Have you ever wondered why we lose much of our reasoning power from the end of November through the end of the year? For starters, there is Thanksgiving Day -- all that wonderful food, the foods we love...spread out from one end of the table to the other. That's one meal, but then we have the leftovers!
Just as soon as we finish all that, comes the holiday preparations, with tree decorating, shopping and cookies (lots and lots of cookies! And, did I mention cookies?). How about those end of year holiday parties that stretch from the first week in December until after the first of the year? Fun, fun, fun...food, food, food! This is not a time of year to be thinking about eating healthy.....or is it?
Americans tend to think about eating in terms of 'all or nothing'. By that, I mean, we are either eating with wild abandon, or afraid to eat. Think about the first couple of weeks in January, the determination we feel about our New Year's resolutions to eat better and (maybe) to lose weight. It's then that we begin to think about foods as 'bad'. But, are certain types of foods really 'bad' or is it, instead, our eating attitudes that determine how much of a certain food is enough....or too much?
As an example, let's look at carbohydrates: carbs are in breads, pastas, cereals, potatoes, rice, beans, vegetables, fruit, sugar, honey, molasses, alcoholic beverages, even in milk! To eliminate carbs is to eliminate many foods that supply our bodies with needed vitamins, minerals, fiber, and easily accessible energy (think about athletes who load up on carbs before a workout). No, eliminating them is not the answer -- controlling them on a consistent basis, that's the answer! Consistent means even during the holidays. Impossible, you say? Not really.
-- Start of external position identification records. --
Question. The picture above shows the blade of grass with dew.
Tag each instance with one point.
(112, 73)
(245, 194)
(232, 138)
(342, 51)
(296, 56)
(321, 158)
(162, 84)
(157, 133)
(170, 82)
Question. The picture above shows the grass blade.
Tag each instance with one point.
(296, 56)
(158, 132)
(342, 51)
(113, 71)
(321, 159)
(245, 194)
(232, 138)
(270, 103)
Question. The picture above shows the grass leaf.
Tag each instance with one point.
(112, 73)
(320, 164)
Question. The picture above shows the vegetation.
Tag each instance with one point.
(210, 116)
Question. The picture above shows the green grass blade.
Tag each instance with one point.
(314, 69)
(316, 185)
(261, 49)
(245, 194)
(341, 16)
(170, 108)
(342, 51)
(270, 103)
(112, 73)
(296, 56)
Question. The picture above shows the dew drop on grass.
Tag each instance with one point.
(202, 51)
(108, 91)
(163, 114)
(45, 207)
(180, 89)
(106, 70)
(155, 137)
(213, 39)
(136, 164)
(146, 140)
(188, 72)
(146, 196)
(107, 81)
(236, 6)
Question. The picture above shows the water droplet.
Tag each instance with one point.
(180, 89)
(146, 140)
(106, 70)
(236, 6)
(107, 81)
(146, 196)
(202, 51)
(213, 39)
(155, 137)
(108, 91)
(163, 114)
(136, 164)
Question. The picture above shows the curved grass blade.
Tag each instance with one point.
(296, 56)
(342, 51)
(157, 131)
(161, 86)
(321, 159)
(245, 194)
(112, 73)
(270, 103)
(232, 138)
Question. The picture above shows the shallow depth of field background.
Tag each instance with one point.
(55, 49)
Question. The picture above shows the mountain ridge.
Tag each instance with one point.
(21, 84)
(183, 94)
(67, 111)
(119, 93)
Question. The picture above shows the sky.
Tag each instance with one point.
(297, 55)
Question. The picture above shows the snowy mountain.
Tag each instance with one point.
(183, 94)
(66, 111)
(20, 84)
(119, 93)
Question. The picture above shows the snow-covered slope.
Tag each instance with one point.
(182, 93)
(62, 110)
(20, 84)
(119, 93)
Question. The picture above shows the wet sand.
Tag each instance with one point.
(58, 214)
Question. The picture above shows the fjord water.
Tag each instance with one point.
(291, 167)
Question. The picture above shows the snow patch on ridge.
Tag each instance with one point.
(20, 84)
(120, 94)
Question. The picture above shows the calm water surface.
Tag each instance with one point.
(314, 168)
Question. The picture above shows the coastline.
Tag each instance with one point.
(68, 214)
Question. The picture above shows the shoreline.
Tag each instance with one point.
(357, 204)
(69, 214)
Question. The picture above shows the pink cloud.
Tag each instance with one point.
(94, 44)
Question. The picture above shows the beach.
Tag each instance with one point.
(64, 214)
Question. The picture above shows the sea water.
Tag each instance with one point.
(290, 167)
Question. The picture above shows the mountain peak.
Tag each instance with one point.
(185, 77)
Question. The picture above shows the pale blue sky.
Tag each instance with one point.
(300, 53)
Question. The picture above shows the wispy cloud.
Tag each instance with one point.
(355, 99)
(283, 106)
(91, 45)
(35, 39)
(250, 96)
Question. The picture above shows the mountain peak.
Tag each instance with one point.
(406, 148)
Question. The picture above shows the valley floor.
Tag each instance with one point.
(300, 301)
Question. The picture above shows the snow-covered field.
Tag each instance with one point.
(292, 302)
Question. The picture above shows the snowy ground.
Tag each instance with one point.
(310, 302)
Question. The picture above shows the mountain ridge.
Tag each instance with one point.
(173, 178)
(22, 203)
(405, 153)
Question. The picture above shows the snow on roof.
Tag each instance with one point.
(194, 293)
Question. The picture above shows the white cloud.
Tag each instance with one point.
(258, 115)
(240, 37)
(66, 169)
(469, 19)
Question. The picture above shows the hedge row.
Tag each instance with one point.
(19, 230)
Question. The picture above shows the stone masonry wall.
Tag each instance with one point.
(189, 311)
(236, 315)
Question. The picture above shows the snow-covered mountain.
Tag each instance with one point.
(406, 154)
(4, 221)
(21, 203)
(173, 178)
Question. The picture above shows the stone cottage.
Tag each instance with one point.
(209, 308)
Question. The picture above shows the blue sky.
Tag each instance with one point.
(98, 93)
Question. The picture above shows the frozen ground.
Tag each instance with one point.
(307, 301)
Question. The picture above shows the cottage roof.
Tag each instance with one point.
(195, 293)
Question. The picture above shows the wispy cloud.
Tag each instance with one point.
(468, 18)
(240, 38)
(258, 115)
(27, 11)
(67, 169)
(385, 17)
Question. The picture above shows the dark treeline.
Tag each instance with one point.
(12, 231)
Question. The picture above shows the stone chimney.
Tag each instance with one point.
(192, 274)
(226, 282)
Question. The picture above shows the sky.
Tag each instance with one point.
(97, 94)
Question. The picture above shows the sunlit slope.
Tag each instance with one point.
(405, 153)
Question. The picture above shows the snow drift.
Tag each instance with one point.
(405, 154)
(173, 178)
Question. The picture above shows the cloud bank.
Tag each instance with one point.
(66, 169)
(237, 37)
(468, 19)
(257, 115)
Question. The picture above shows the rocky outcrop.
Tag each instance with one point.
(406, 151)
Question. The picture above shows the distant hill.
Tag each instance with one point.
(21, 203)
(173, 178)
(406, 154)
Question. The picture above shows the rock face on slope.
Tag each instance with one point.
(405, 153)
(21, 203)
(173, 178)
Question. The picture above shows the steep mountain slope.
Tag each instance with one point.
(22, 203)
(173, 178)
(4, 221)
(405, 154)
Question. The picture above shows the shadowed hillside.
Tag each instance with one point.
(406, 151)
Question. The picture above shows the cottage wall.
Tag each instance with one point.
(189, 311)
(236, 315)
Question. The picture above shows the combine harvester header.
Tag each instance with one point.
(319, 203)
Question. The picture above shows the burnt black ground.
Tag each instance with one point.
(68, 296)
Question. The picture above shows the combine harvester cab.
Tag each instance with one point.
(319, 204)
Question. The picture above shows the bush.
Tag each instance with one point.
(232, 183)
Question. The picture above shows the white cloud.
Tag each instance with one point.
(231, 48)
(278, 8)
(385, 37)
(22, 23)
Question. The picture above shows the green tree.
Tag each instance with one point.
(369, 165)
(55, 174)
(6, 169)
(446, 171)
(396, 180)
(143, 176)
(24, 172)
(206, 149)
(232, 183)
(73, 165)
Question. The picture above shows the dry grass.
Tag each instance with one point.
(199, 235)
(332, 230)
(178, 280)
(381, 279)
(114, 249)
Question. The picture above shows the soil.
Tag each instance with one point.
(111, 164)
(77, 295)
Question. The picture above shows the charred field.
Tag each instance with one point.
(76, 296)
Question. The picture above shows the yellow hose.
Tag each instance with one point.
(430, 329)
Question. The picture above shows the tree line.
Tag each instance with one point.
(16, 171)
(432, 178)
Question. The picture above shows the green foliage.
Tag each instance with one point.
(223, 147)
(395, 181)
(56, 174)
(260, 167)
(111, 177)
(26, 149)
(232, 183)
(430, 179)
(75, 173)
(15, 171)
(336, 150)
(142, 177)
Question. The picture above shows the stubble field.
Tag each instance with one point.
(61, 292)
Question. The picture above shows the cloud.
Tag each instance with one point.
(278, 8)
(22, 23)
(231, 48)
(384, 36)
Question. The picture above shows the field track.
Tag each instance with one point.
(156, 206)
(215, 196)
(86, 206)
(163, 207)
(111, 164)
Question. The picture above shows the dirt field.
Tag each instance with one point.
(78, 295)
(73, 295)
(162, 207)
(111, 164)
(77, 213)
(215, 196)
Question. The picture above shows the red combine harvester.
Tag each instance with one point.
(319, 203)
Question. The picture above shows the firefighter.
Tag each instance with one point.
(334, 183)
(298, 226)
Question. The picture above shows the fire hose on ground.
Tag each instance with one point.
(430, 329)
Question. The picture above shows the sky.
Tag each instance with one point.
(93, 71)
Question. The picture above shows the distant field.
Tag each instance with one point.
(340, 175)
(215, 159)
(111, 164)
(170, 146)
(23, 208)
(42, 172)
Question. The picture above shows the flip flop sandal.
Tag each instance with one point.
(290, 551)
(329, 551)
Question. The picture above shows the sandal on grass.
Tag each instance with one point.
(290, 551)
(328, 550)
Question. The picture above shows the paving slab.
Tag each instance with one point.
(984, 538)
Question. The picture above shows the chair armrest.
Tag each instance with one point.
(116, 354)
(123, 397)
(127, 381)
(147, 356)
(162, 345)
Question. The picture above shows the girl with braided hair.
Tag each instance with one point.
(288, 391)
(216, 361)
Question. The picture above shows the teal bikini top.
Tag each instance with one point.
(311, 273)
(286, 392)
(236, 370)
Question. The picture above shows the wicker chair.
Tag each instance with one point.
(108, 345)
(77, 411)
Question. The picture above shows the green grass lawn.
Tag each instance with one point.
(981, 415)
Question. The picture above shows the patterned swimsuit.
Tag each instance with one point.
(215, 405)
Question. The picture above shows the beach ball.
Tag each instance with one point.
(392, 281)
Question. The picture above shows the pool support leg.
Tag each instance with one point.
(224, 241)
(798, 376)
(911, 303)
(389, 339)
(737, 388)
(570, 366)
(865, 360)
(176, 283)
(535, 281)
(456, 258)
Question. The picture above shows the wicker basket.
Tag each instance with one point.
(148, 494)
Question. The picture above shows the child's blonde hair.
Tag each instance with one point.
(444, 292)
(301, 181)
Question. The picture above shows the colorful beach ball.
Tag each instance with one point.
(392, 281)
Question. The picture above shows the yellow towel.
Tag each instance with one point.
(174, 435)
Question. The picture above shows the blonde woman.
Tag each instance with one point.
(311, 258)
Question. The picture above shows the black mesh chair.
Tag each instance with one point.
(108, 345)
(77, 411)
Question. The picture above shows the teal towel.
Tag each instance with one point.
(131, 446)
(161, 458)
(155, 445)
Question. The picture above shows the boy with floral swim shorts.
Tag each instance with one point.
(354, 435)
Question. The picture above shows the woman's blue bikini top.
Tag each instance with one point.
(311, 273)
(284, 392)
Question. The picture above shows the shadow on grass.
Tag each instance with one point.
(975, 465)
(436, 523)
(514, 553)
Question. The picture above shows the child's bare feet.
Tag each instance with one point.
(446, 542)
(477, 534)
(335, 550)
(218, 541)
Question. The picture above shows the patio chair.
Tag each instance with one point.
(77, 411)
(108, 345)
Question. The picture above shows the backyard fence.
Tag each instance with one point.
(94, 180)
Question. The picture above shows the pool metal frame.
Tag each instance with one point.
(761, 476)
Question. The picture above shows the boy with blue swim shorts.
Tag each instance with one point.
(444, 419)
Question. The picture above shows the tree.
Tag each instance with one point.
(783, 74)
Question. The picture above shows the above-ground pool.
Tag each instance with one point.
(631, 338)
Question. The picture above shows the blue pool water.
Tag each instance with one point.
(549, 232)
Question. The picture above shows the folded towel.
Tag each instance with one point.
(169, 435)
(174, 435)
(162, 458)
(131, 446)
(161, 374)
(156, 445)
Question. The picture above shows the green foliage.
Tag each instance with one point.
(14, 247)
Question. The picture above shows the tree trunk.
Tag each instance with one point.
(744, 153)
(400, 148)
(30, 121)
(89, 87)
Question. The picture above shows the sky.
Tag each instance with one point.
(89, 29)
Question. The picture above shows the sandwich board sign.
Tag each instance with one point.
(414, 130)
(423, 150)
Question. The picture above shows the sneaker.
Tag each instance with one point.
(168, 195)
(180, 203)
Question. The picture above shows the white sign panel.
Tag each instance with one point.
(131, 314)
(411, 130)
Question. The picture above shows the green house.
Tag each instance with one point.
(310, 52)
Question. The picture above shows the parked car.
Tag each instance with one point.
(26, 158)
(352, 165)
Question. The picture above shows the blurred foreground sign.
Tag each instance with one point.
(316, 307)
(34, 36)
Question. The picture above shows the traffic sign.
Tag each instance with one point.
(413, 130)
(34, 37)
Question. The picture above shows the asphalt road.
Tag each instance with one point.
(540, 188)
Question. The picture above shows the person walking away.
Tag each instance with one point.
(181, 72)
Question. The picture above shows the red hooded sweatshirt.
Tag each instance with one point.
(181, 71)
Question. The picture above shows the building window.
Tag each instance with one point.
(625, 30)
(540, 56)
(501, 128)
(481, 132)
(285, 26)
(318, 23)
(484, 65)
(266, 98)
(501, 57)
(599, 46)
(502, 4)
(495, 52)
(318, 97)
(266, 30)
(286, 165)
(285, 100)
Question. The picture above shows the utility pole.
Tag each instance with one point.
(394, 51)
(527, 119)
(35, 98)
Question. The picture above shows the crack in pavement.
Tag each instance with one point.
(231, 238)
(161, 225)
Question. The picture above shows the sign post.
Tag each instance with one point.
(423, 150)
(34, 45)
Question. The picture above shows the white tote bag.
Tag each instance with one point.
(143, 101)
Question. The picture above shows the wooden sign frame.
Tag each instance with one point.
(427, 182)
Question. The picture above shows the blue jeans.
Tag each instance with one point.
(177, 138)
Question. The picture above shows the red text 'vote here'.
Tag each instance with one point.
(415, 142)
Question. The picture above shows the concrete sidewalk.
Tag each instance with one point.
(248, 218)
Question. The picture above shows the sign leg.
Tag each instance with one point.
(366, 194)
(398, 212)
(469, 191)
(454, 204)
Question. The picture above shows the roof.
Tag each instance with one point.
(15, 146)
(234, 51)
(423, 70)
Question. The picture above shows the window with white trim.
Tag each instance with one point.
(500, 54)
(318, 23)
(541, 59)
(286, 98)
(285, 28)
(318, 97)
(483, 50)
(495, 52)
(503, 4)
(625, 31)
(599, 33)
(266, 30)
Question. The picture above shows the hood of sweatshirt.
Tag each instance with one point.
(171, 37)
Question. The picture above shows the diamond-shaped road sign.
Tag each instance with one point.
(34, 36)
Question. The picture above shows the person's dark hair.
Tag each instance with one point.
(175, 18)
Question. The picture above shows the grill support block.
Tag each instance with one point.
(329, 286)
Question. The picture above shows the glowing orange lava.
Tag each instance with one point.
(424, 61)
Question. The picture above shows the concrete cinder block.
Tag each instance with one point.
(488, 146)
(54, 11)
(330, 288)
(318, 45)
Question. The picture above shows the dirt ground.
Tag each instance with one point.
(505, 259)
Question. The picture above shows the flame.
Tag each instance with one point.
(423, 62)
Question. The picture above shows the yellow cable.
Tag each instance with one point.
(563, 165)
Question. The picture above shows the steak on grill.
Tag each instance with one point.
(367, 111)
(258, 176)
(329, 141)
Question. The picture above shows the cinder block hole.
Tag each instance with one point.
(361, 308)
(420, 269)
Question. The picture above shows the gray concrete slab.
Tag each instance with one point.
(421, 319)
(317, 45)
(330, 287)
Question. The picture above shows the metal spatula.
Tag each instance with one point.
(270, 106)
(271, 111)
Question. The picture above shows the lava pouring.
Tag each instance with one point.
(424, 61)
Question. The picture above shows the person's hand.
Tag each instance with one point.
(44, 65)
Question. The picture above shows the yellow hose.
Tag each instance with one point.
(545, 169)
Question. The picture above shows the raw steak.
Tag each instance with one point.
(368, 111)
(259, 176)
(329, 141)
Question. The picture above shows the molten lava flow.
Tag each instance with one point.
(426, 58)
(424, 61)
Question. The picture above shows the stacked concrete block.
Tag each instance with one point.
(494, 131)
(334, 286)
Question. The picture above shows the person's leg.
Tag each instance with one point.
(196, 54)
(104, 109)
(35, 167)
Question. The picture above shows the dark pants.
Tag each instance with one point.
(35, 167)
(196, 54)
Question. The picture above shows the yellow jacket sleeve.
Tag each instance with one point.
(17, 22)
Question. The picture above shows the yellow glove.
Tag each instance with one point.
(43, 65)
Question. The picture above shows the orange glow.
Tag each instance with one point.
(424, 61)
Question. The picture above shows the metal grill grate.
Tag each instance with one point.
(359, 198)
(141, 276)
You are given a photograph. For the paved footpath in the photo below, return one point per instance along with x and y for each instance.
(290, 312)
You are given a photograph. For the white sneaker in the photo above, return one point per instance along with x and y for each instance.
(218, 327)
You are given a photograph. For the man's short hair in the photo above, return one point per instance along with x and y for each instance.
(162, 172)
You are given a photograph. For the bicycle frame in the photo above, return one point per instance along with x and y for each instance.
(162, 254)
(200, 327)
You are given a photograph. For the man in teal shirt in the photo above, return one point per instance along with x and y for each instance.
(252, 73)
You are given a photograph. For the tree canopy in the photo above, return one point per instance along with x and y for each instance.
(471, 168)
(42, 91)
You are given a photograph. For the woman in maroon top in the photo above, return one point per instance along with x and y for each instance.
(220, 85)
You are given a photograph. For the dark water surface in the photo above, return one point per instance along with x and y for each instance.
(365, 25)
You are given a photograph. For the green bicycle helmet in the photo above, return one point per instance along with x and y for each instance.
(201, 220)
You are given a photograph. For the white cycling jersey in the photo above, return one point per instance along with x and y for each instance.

Clarification is in order here. We can still enjoy the holiday eating if we keep a few simple things in mind. First, all foods have a unique combination of one, two or three of the major nutrients -- protein, carbohydrate and fat. Each day, our body has a need for all three of the major nutrients in a certain amount (of each). Protein is needed at approximately 15 - 25 % of our daily food intake. Carbohydrate is needed at approximately 45-55% of our day's eating, and fat at about 30% (or a little less). These are the percentages that are recommended for a healthy body. Think of each day as a fresh start. Don't have the attitude, "I've already eaten so much today, I might as well just keep on eating, and worry about it tomorrow." Why make it worse than it already is?
Next, try to listen to your internal cue that tells you when you have had enough to eat for the time being. This isn't always easy with delicious, tempting foods all around us, but do the best you can. Going to a party with a little bit of determination, for example, goes a long way toward helping us control what and how much we eat.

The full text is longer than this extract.